Hody (literally the Feasts) is an annual traditional celebration held in many villages and towns of historical land Moravia in the Czech Republic. The festivity is held from May to November in almost all villages and towns of the cultural region of Moravian Slovakia. The time of the celebration differs - each village or town has a church building dedicated to a particular patron saint and usually the nearest Sunday after the date of the saint's day is also the date for celebration of Hody.

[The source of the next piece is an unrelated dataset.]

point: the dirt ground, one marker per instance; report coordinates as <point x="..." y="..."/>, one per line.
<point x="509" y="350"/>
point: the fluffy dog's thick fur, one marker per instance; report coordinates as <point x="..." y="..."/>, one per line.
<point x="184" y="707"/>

The celebration usually takes place on Sunday and may last one or two more days. In the centre of the event stands a festive maypole (mája or májka) which is usually manually erected one day before the festivity. The maypole is often more than 30 metres tall, built from two or three spruce trees. It is erected with the help of ladders and crowbars. The maypole stands in the centre of a dancing place (in Czech: plac or sólo). People are dancing and singing around with the accompaniment of the brass music.

The main organizer and arranger of Hody is a selected young boy called první stárek (the first stárek - literally the first "old one"). He and a group of young friends (somewhere they are called stáreks - Czech plural: stárci; or they can be called chasa) are responsible for the organization and smooth running of the event. Each stárek (or member of chasa) also has a girl partner, usually called starka or stárka. The boys and girls wears a traditional folk costume, which differs widely from region to region.

At the beginning of Hody, a mayor of the village or town should pass symbolically the rule over to the first stárek.